Maître Lionel SARFATI
Dommage corporel à Marseille
Défense exclusive des victimes
Provision avant consolidation : financer les besoins sans solder le dossier
Une victime ne doit pas attendre la stabilisation de ses séquelles pour faire face aux pertes de revenus, aux déplacements, aux soins ou à l’aide humaine. Une provision constitue une avance sur l’indemnisation finale.
Rédigé par Maître Lionel SARFATI, avocat au Barreau de Marseille depuis 2011
- La provision est une avance, pas l’indemnisation définitive.
- Elle peut être demandée à l’amiable ou, lorsque les conditions sont réunies, en référé.
- Son montant doit être justifié par les besoins actuels et l’ampleur prévisible du dommage.
Pourquoi demander une provision avant la consolidation ?
La consolidation correspond au moment où l’état se stabilise suffisamment pour évaluer les séquelles permanentes. Elle peut intervenir plusieurs mois ou années après l’accident. Pendant cette période, la victime supporte pourtant des dépenses et parfois une baisse importante de revenus. La provision permet d’obtenir une avance sans attendre la liquidation définitive.
Elle peut financer les frais restant à charge, l’aide d’une tierce personne, les déplacements médicaux, l’aménagement temporaire du logement ou la perte de gains. Elle ne doit pas être présentée comme une faveur de l’assureur : lorsqu’un droit à indemnisation existe, elle répond à la réalité immédiate du dommage.
Comment fixer le montant demandé ?
La demande doit être documentée : bulletins de salaire, avis d’imposition, arrêts de travail, relevés d’indemnités, factures, devis, attestations d’aide familiale et certificats médicaux. Un montant arbitraire fragilise la négociation. Il faut expliquer les besoins déjà supportés et ceux qui vont se poursuivre jusqu’à la prochaine étape médicale.
Le rapport d’expertise provisoire peut établir les périodes d’incapacité, l’aide humaine et les soins en cours. Une assistance lors de l’expertise médicale évite que les besoins temporaires soient oubliés au motif que les séquelles définitives ne sont pas encore connues.
Demande amiable et référé-provision
La première démarche consiste souvent à adresser à l’assureur une demande chiffrée accompagnée des justificatifs. Si l’offre est inexistante ou insuffisante, une procédure de référé peut être envisagée lorsque l’obligation d’indemniser n’est pas sérieusement contestable, conformément à l’article 835 du code de procédure civile. Le juge des référés n’évalue pas définitivement tous les préjudices : il accorde une avance compatible avec les éléments déjà établis.
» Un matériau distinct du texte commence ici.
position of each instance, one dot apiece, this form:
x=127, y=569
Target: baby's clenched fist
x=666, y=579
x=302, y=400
Le régime varie selon l’origine du dommage : accident de la circulation, responsabilité civile, accident médical, agression ou garantie contractuelle. La stratégie doit donc être rattachée à la situation exacte de la victime et au débiteur concerné.
Peut-on demander une nouvelle provision ?
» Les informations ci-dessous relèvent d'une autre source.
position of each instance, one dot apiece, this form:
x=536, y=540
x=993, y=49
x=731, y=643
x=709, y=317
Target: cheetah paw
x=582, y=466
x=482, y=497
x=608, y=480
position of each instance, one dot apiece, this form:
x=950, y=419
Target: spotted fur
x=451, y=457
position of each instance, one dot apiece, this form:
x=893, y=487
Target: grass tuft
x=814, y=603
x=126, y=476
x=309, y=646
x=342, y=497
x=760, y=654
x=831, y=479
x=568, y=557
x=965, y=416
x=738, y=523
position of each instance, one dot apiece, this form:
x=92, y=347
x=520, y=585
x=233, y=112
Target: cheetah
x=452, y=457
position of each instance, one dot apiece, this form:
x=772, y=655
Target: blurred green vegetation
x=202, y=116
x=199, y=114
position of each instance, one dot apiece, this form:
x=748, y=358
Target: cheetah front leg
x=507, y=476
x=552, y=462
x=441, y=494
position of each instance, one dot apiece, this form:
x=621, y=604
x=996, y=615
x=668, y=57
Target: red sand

Une première avance peut devenir insuffisante si les soins se prolongent, si une opération est nécessaire ou si la reprise professionnelle échoue. Une nouvelle demande est alors possible en présentant l’évolution médicale et financière. Les provisions déjà versées seront déduites de l’indemnisation finale : elles ne réduisent pas les droits, mais évitent que la victime finance seule l’attente.
Provision, offre définitive et transaction
Il faut lire attentivement le document proposé. Une quittance provisionnelle doit clairement préserver la suite du dossier. À l’inverse, une transaction définitive peut solder certains droits. Consultez le guide consacré à l’offre d’indemnisation de l’assureur avant toute signature.
Le rôle de l’avocat
Maître Lionel SARFATI évalue le droit à indemnisation, rassemble les justificatifs, chiffre la demande et choisit entre négociation et référé. Il veille surtout à ce que l’avance n’emporte aucune renonciation prématurée. La demande de provision s’inscrit dans le déroulement complet du dossier, jusqu’à la consolidation et au règlement définitif.
Questions sur provision avant consolidation : financer les besoins sans solder le dossier
Une provision clôture-t-elle le dossier ?
Non. Elle constitue une avance à valoir sur l’indemnisation définitive et ne doit pas être confondue avec une transaction soldant les préjudices.
Peut-on demander plusieurs provisions ?
Oui lorsque les besoins évoluent ou que la consolidation tarde, sous réserve de justifier la nouvelle demande et le droit à indemnisation.
Faut-il attendre l’expertise médicale ?
Pas toujours. Une première provision peut être demandée sur la base des pièces disponibles ; l’expertise permet ensuite d’actualiser les besoins et le montant.